Coronavirus

Tougher Months Ahead On COVID Front With Renewed Infection, Say Experts

By
OB Bureau

New Delhi: Here is grim news. COVID-19 is not ending any time soon. For those who were hoping the approaching third wave would be the last, here’s what researchers say. Schools will be closed. Vaccinated nursing home residents will face renewed fears of infection. Workers will weigh the danger of returning to the office as hospitals are overwhelmed, once again, Bloomberg reported.

There is more. Almost everyone will be either infected or vaccinated before the pandemic ends, experts agree. Maybe both. An unlucky few will contract the virus more than once. The race between the waves of transmission that lead to new variants and the battle to get the globe inoculated won’t be over until the coronavirus has touched all of us.

“I see these continued surges occurring throughout the world,” Michael Osterholm, director of the Center for Infectious Disease Research and Policy at the University of Minnesota in Minneapolis, and an adviser to U.S. President Joe Biden was quoted as saying by Bloomberg.” Then it will drop, potentially somewhat precipitously,” he said. “And then I think we very easily could see another surge in the fall and winter” of this year, he added.

Tough months ahead

With billions of people around the world yet to be vaccinated and little chance now of eliminating the virus, we can expect more outbreaks in classrooms, on public transport and in workplaces over the coming months, as economies push ahead with reopening.

Even as immunisation rates rise, there will always be people who are vulnerable to the virus: Newborn babies, people who can’t or won’t get inoculated, and those who get vaccinated but suffer breakthrough infections as their protection levels ebb.

New variant

One key danger is if a vaccine-resistant variant develops, although it is not the only risk ahead. In the coming months, Bloomberg will explore the pandemic’s long-term impact on economies and markets, the pharmaceutical industry, travel and more.

“We’re going to see hills and valleys, at least for the next several years as we get more vaccine out. That’s going to help. But the challenge is going to be: How big will the hills and valleys be, in terms of their distance?” Osterholm was quoted as saying. “We don’t know. But I can just tell you, this is a coronavirus forest fire that will not stop until it finds all the human wood that it can burn.”

Covid Compared to Other Pandemics

The five well-documented influenza pandemics of the past 130 years offer some blueprint for how Covid might play out, Lone Simonsen, an epidemiologist and professor of population health sciences at Roskilde University in Denmark was quoted as saying by Bloomberg.

While the longest global flu outbreak lasted five years, it mostly consisted of two to four waves of infection over an average of two or three years, she said.

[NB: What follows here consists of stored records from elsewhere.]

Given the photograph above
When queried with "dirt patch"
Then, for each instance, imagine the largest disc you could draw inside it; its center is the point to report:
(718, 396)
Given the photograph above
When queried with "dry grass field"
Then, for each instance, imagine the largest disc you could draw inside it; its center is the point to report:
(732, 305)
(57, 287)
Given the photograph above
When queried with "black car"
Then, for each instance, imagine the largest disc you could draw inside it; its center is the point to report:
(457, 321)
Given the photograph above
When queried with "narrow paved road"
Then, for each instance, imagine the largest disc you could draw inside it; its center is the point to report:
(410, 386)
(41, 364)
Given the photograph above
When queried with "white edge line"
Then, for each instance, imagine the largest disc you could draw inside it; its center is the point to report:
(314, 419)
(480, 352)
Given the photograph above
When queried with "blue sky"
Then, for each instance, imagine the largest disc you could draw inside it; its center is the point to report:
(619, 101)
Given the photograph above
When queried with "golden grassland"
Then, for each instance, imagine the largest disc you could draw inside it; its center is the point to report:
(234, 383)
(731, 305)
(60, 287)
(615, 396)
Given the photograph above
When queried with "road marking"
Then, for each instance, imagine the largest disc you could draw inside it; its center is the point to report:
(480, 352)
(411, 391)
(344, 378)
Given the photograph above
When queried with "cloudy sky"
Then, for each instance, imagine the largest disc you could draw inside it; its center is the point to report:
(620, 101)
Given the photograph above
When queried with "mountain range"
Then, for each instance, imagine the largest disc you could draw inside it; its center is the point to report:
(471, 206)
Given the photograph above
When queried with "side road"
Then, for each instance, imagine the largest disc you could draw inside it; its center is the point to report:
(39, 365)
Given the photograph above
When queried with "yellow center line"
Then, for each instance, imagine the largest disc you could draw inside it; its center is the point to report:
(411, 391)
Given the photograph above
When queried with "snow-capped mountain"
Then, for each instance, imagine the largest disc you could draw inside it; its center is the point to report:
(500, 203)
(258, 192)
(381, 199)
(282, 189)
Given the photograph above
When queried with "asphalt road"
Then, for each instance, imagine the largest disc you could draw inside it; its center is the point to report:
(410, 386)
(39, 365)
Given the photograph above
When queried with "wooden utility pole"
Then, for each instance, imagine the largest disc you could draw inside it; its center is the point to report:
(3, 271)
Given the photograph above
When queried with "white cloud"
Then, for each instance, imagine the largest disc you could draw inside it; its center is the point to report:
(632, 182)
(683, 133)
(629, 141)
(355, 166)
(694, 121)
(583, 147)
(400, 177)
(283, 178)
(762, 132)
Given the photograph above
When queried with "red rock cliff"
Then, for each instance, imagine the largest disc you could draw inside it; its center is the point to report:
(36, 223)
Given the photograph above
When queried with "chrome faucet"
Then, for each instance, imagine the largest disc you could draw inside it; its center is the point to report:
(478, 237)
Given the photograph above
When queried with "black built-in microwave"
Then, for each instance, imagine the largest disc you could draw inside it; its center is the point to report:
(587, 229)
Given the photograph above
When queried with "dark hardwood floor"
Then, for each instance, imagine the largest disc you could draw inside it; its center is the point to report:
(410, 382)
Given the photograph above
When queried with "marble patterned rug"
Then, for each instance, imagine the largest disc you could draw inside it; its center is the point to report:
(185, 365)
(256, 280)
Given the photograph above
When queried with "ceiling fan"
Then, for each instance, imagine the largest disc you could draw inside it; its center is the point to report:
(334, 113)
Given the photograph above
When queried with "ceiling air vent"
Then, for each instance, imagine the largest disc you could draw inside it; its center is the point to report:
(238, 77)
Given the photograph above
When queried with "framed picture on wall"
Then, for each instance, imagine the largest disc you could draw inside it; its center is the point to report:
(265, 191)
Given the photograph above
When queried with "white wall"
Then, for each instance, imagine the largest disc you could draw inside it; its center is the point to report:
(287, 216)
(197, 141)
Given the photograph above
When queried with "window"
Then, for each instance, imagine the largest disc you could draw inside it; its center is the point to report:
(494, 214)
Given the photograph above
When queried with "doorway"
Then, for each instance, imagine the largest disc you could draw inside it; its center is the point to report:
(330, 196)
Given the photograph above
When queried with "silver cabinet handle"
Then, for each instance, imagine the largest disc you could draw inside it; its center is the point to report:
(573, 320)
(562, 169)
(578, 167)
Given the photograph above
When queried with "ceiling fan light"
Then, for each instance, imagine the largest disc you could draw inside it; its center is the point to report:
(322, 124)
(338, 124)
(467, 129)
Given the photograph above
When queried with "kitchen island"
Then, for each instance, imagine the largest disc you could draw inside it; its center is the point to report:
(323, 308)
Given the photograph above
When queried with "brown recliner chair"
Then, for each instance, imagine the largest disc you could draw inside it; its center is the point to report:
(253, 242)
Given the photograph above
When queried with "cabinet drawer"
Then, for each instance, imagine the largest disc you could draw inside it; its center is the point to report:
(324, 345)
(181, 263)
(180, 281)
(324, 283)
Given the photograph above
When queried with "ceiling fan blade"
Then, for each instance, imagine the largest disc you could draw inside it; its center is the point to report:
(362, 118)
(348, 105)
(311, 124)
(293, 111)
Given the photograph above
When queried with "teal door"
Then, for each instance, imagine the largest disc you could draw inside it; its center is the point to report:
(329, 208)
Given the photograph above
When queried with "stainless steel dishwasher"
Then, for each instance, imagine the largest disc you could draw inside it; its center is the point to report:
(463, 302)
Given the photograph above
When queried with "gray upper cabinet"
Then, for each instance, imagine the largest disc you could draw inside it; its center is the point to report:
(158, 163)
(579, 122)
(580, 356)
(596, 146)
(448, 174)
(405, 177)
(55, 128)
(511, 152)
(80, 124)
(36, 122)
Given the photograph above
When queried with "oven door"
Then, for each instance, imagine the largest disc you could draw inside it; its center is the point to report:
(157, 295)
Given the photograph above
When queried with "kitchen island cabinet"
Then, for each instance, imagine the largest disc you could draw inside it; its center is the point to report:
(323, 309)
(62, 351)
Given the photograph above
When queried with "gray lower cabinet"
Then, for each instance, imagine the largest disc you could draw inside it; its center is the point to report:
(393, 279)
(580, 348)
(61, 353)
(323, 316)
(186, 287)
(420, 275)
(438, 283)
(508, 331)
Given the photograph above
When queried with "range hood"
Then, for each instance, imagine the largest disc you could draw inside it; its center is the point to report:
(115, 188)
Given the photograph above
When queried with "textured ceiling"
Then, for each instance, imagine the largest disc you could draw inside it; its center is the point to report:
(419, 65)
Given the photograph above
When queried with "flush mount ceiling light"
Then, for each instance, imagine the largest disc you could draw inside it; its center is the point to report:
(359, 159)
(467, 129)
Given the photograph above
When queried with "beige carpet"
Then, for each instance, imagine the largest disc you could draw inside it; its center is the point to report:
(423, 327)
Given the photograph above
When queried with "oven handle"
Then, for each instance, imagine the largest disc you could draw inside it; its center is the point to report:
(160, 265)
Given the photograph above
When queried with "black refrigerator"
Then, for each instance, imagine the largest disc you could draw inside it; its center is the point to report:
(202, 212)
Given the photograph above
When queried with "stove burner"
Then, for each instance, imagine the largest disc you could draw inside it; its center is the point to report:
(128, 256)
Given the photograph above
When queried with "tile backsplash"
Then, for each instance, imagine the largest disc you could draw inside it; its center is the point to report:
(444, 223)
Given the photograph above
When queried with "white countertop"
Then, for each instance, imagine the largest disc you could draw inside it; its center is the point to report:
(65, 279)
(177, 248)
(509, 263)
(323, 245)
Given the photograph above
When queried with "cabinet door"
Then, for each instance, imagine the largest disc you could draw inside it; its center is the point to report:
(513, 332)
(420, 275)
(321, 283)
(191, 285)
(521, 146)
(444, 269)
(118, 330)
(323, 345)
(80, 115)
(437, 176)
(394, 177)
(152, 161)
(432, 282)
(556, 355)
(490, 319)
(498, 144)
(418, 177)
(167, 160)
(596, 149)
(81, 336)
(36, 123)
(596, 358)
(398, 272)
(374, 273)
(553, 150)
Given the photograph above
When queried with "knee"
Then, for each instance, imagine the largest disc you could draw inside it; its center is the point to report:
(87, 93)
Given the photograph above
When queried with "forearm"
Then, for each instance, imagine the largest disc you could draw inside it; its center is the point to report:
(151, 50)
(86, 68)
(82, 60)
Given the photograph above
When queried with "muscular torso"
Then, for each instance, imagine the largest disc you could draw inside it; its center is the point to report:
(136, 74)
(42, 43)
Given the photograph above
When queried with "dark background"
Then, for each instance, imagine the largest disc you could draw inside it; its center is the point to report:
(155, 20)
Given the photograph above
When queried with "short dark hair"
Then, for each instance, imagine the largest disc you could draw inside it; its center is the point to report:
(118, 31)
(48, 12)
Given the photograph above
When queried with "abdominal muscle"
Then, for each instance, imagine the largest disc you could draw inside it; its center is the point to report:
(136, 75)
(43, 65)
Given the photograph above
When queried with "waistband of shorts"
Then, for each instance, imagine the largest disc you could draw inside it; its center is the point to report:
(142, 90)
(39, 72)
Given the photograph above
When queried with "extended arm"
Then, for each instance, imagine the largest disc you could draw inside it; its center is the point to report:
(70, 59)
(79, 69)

Covid is already shaping up to be among the more severe pandemics, as its second year concludes with the world in the middle of a third wave and no end in sight.

It’s possible that the virus known as SARS-CoV-2 won’t follow the path set by the pandemics of the past. After all, it is a different, novel and potentially more transmissible pathogen. And with a death count of more than 4.6 million people so far, it’s already more than twice as deadly as any outbreak since the 1918 Spanish flu.

With the virus still spreading out of control in vast swathes of the planet, another novel variant could quite feasibly emerge.

History shows the commonly held belief that viruses automatically get milder over time to avoid completely wiping out their host population is wrong, according to Simonsen. Although new mutations aren’t always more severe than their predecessors, “pandemics can in fact get more deadly during the pandemic period, as the virus is adapting to its new host,” she said.

Early in the Covid outbreak, there was good reason to hope that vaccines would provide long-term protection, much like childhood shots that stop diseases such as polio.

Coronaviruses have a “proof-reading” mechanism that fixes the inborn errors caused when the virus replicates, reducing the likelihood of variants emerging when the virus is transmitted from one person to another.

The number of global cases has been so vast, however, that mutations are occurring anyway.